It hasn’t been an easy year for tech investors.of Nasdaq-100 A stock market index heavily weighted in the technology sector will lose more than 27% of its value in 2022. But that’s less than half of the crypto sector’s losses. January.
High inflation and rising interest rates have reduced risk appetite and forced investors to reconsider their expectations of economic growth. Often this offers the opportunity to put your money in at a heavily discounted asset price, but it’s important to choose.
There are two tech stocks that are growing rapidly and could trade much higher in the long term. , investors should not touch it yet.
One strain to buy: SentinelOne
As more businesses move their operations online using cloud technologies every day, they are rapidly realizing the importance of protecting their digital assets. Cybersecurity is therefore a booming industry right now. Cyber security Ventures estimates that the sector will generate $1.75 trillion in sales between 2021 and 2025. sentinel one (S. 2.80%) Advanced technologies such as artificial intelligence bring protection to the modern age.
Nearly every business now needs some level of cybersecurity, so it’s important for providers to offer a simple platform that’s easy to use. SentinelOne has built a fully autonomous solution that can respond to and neutralize threats without human intervention. Also, design a single dashboard with complete visibility across your network to see all your organization’s teams on the same page.
So far, more than 8,600 companies have approved SentinelOne, and its net retention rate continues to climb, with the recently reported second quarter of fiscal year 2023 (ending July 31) reaching It has reached 137%. This means that an existing customer is currently spending 37% more than he did at the same time last year.
This gave SentinelOne $103 million in revenue in the second quarter. This is a 124% increase compared to the same quarter last year. Additionally, annual recurring revenue increased 122% year-over-year to $439 million, indicating that sales are likely to continue to grow, at least in the short term. The company is not yet profitable, but it has a strong balance sheet to continue to fund its aggressive growth investments. good opportunity to buy dip.
Second stock to buy: Bill.com
Bill.com (Specification 5.02%) is a software provider that helps small businesses manage their accounts payable workflows. However, in 2021, thanks to his acquisition of Invoice2go and Divvy, he now also covers the accounts receivable side, providing a budgeting and expense management platform.
Small businesses, especially those without a dedicated bookkeeper, can struggle to manage the cumbersome paper trails associated with receiving invoices. Bill.com provides a way for businesses to store all the invoices they receive and streamline the process via a digital inbox where they can be paid with one click. Plus, integration with leading accounting software allows you to automatically record each transaction in your books.
Conversely, Invoice2go allows businesses to create and issue invoices and track incoming payments. Complete the Bill.com product into a complete business-to-business payment management solution.
Overall, Bill.com had 401,100 enterprise customers as of the fourth quarter of fiscal 2022 (ending June 30), with a potential global addressable market of 70 million. We have only scratched the surface of what is there. In dollars, that opportunity could be worth $125 trillion in annual payouts, well above his $227 billion that Bill.com has processed in the last four quarters.
Bill.com stock may now be down 57% from its all-time high, Wall Street predicts some big gains As the company continues to grow towards its significant potential.
Virtual currency to sell: Shiba Inu
When it comes to payment Cryptocurrency Investors are always optimistic that their favorite token will one day replace traditional money. However, in most cases it was not widely adopted and Shiba Inu (Sibu 1.26%) One of the worst performers in its field. Only 659 merchants worldwide accept Meme Tokens as payment for goods and services.For context, over 100 million merchants visa payment ecosystem.
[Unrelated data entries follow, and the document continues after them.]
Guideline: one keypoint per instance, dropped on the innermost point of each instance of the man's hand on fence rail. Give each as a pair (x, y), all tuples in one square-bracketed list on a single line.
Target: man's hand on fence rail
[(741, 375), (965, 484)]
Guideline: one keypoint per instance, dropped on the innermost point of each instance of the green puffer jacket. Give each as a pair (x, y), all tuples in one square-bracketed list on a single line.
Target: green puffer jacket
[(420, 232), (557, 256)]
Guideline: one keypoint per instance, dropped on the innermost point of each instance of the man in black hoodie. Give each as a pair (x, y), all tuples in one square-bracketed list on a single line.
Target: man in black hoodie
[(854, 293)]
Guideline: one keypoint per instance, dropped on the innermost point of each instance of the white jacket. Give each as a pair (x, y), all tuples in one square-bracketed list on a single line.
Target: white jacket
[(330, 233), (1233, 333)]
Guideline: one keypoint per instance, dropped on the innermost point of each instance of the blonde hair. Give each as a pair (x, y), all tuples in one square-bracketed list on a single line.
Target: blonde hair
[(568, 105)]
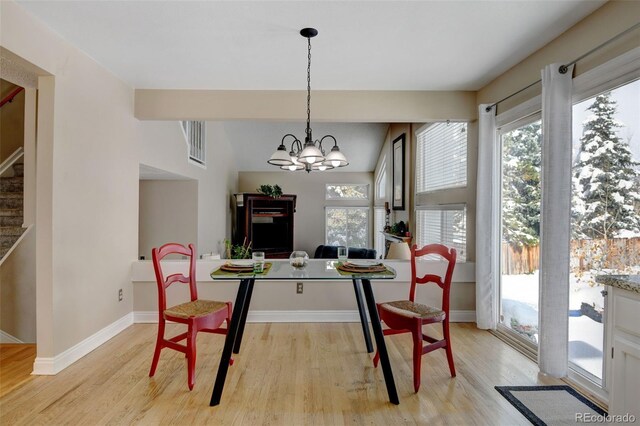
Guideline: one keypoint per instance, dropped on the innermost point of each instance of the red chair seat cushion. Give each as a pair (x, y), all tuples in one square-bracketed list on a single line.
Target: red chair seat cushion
[(410, 309), (196, 308)]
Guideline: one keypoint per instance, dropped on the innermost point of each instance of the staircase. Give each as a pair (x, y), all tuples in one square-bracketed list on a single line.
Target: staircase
[(11, 201)]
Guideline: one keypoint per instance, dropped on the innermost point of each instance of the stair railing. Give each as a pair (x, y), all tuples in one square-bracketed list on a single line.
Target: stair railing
[(6, 165), (11, 95)]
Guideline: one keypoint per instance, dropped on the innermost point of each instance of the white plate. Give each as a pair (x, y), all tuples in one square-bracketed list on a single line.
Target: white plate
[(240, 262), (363, 263)]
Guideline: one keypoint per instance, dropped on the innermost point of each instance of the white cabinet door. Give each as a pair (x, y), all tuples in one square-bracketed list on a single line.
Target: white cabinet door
[(625, 394)]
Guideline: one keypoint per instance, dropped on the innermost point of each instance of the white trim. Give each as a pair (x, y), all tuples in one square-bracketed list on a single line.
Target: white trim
[(519, 112), (151, 317), (6, 164), (575, 378), (53, 365), (13, 247), (7, 338), (614, 73)]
There are many reasons why Shiba Inu are not adopted. The token is incredibly volatile, in 2021 he’s up 43,800,000% and in 2022 so far he’s down 64%. It is nearly impossible for companies to manage cash flow in a currency that fluctuates so much. Additionally, cryptocurrencies are less regulated than traditional currencies, so there is little recourse if Shiba Inu tokens are lost or stolen.
This leaves Shiba Inu’s primary purpose as a vehicle for speculation, but even that use case has made investors wary of late. Maintaining momentum is very difficult. That means an increase from the current price of $0.000012 per token to a price of $1 per token. virtually impossiblebecause it makes the Shiba Inu the most valuable asset on the planet.
The Shiba Inu community supports several recent initiatives by developers. For example, burning tokens to reduce their huge supply to something more reasonable.It may pave the way for future profits, but it may take time Ridiculous time at the current pace.
As of now, there really isn’t a use case for a Shiba Inu that justifies owning it for purposes other than speculative betting – and the current market environment certainly isn’t favorable to such an asset.